Show that the tangent line to the curve y=x^3 at the point x=a also hits the curve at the point x=-2a.
Any help?! PLEASE!
dy/dx = 3x^2
at x=a , y = x^3 and dy/dx = 3a^2
equation of tangent:
y = 3a^2x + b
but (a,a^3) is on it, so
a^3 = 3a^2(a) + b
b = -2a^3
tangent equation: y = (3a^2)x - 2a^3
intersect that line with y = x^3
x^3 = 3a^2x - 2a^3
x^3 - 3a^2x + 2a^3 = 0
We already know that x-a is a factor, since x=a is a solution.
so it factors to
(x-a)(x^2 + ax - 2a^2) = 0
(x-a)(x-a)(x - 2a) = 0
so x=a, or x=a, or x = 2a
second line should have been ----
at x=a , y = x^3 and dy/dx = 3a^2
thank you soooooo much!
Sure! I'd be happy to help. To show that the tangent line to the curve y = x^3 at the point x = a also hits the curve at the point x = -2a, we need to find the equation of the tangent line and check if it intersects the curve at x = -2a.

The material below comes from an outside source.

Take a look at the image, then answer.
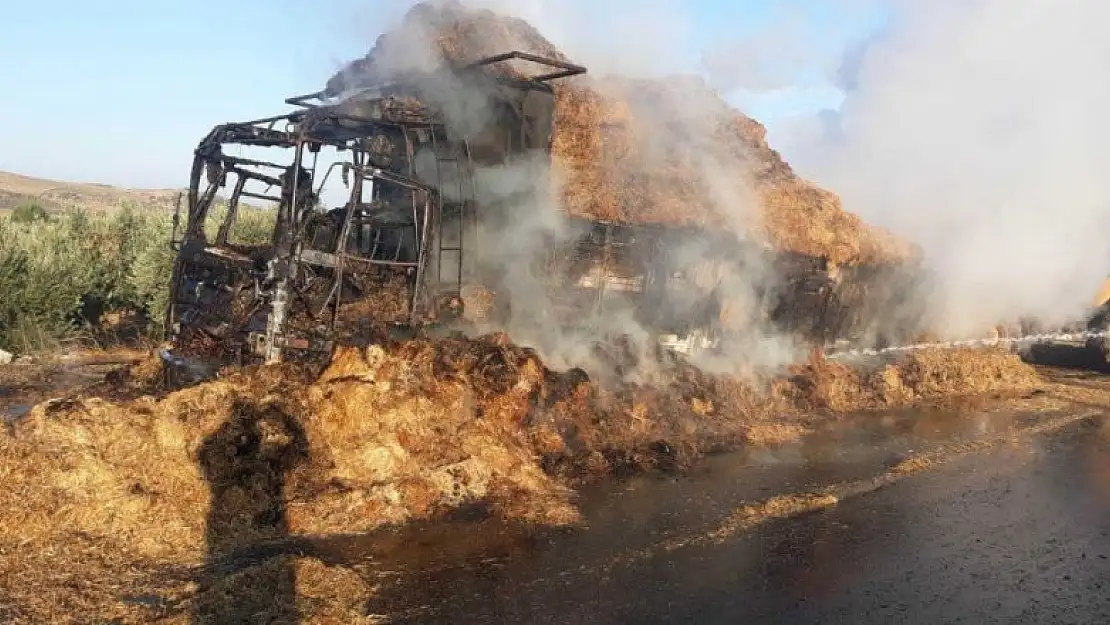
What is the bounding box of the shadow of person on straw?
[192,402,309,625]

To find the equation of the tangent line, we first need to find the derivative of the curve y = x^3 with respect to x. The derivative gives us the slope of the tangent line at any given point on the curve.
Using the power rule for differentiation, where the derivative of x^n is n*x^(n-1), we find that the derivative of y = x^3 is dy/dx = 3x^2.
Now that we have the slope of the tangent line, we can use the point-slope form of a linear equation to find the equation of the tangent line. The point-slope form is given by y - y1 = m(x - x1), where (x1, y1) is a point on the line and m is the slope.
Since the point (a, a^3) lies on the curve y = x^3, we can use this point to find the equation of the tangent line. Plugging in the values, we have y - a^3 = 3a^2(x - a).
Now, to find out if the tangent line intersects the curve at x = -2a, we substitute x = -2a into the equation of the tangent line and check if the resulting y-value satisfies the equation of the curve.
Replacing x with -2a, we have y - a^3 = 3a^2(-2a - a), which simplifies to y - a^3 = 3a^2(-3a). Further simplifying, we get y - a^3 = -9a^3.
Combining like terms, we have y - a^3 + 9a^3 = 0, which simplifies to y + 8a^3 = 0.
Now we substitute x = -2a back into the equation of the curve y = x^3 to find the y-value at x = -2a. We get y = (-2a)^3 = -8a^3.
We can see that the y-values obtained from the tangent line equation and the curve equation are equal: y + 8a^3 = 0 and y = -8a^3.
Hence, the tangent line to the curve y = x^3 at the point x = a also intersects the curve at the point x = -2a.
Please let me know if there's anything else I can help you with!